Wilbur runs alongside the plane, steadying the wing until he is able to let go
Joe, Bob, and Orville
Orville in the drivers seat, so to speak
Joe finds one of the pesky sand cactus pads

At the visitors center, the hard copy urged us to stay on the trail lest we puncture our footwear with prickly pear cactus.

Yikes!
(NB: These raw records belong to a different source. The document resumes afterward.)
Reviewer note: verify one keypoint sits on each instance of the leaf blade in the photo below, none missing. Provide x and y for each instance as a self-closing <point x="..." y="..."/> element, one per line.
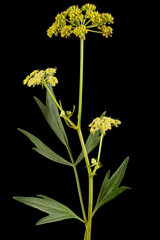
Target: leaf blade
<point x="44" y="150"/>
<point x="56" y="211"/>
<point x="110" y="187"/>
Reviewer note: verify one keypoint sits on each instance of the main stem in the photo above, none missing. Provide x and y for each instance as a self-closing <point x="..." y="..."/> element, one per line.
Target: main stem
<point x="90" y="175"/>
<point x="80" y="82"/>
Look at those toothsome spikes!
Jim, Spot, and Kathryn on our front porch

We drove four hours inland the next day and Spot got to meet the gang.

Joseph nearly loses a hand to the easily-excitable beast

I picked up the mail and found a package of hand-harvested wild rice from Amy Armantrout which the five of us later ate atop steaming bowls of stir fry garnished with daikon steaks from our garden.

Joe’s birthday was coming up on December 4, so I baked a cherry pie and we sang to him.

Jim and Camille at the Raleigh Executive Airport

Later, after Joe returned to California, Jim, Kathryn, and I visited the Raleigh Executive Airport. Jim seemed to know each model plane by sight and was savvy enough to look up them up online. “That’s a 1957 Piper Cub,” he’d say, or “That’s just like the plane I used to fly.”

That evening we hosted a small dinner party with some of our neighbors and the next morning Jim and Kathryn left before dawn to begin their twelve hour drive home.

Cards, letters, and phone calls are great ways of keeping in touch, but nothing can replace sharing time and space together. Now, when we talk on the phone and I tell Jim or Kathryn that I’m at my desk or in the garden, they have a mental image of me in that space in the same way Bob and I can picture their kitchen and yard after visiting in July.

By Camille Armantrout

Camille lives with her soul mate Bob in the back woods of central North Carolina where she hikes, gardens, cooks, and writes.